Women were assigned to: dietary weight loss (n=118); exercise (n=117); exercise+diet (n=117); or control (n=87). The diet intervention was a group-based reduced-calorie program with a 10% weight-loss goal. The exercise intervention was 45 min/day, 5 days/week of moderate-to-vigorous intensity aerobic activity.
12-month change in serum insulin, C-peptide, fasting glucose, and whole body insulin resistance (HOMA-IR).

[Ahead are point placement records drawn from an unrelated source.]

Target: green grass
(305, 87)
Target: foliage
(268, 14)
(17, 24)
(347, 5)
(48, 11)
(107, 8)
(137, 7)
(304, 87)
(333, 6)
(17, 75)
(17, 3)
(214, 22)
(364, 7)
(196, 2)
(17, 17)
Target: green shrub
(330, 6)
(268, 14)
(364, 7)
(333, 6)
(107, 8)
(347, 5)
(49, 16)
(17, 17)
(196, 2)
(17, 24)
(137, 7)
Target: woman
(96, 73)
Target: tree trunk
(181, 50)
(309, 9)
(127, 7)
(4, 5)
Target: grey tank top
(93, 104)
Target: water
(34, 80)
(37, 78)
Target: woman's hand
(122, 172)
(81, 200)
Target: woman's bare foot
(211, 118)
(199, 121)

A significant improvement in HOMA-IR was detected in the diet (-24%, p<0.001) and exercise+ diet (-26%, p<0.001) groups but not in the exercise (-9%, p=0.22) group compared with controls (-2%); these effects were similar in middle-aged (50-60 years) and older women (aged 60-75 years). Among those with impaired fasting glucose (5.6-6.9 mmol/L) at baseline (n=143; 33%), the odds (95% CI) of regressing to normal fasting glucose after adjusting for weight loss and baseline levels were 2.5 (0.8, 8.4); 2.76 (0.8, 10.0); and 3.1 (1.0, 9.9) in the diet, exercise+diet, and exercise group, respectively, compared with controls.
Dietary weight loss, with or without exercise, significantly improved insulin resistance. Older women derived as much benefit as did the younger postmenopausal women.
This study is registered at Clinicaltrials.govNCT00470119.
综合生活方式干预措施可有效预防糖尿病并恢复血糖调节;然而,尚未确定改变的关键刺激因素,且其在老年人中的效果尚未确定。本研究旨在调查饮食减肥和运动对中年和老年女性胰岛素敏感性和空腹血糖正常化的独立和联合作用。
2005 年至 2009 年进行的四臂 RCT,2010 年进行数据分析。
地点/参与者:439 名不活跃、超重/肥胖的绝经后女性。
女性被分配到:饮食减肥(n=118);运动(n=117);运动+饮食(n=117);或对照组(n=87)。饮食干预是一种基于小组的低热量计划,目标是减重 10%。运动干预是每天 45 分钟,每周 5 天进行中等至剧烈强度的有氧运动。
血清胰岛素、C 肽、空腹血糖和全身胰岛素抵抗(HOMA-IR)的 12 个月变化。
饮食组(-24%,p<0.001)和运动+饮食组(-26%,p<0.001)的 HOMA-IR 显著改善,但运动组(-9%,p=0.22)与对照组(-2%)相比没有改善;这些效果在中年(50-60 岁)和老年女性(60-75 岁)中相似。在基线时(n=143;33%)空腹血糖受损(5.6-6.9 mmol/L)的患者中,在调整体重减轻和基线水平后,饮食组、运动+饮食组和运动组恢复正常空腹血糖的几率(95%CI)分别为 2.5(0.8,8.4);2.76(0.8,10.0);和 3.1(1.0,9.9),与对照组相比。
饮食减肥,无论是否运动,均可显著改善胰岛素抵抗。老年女性与年轻绝经后女性一样受益。
本研究在 Clinicaltrials.gov 注册,编号为 NCT00470119。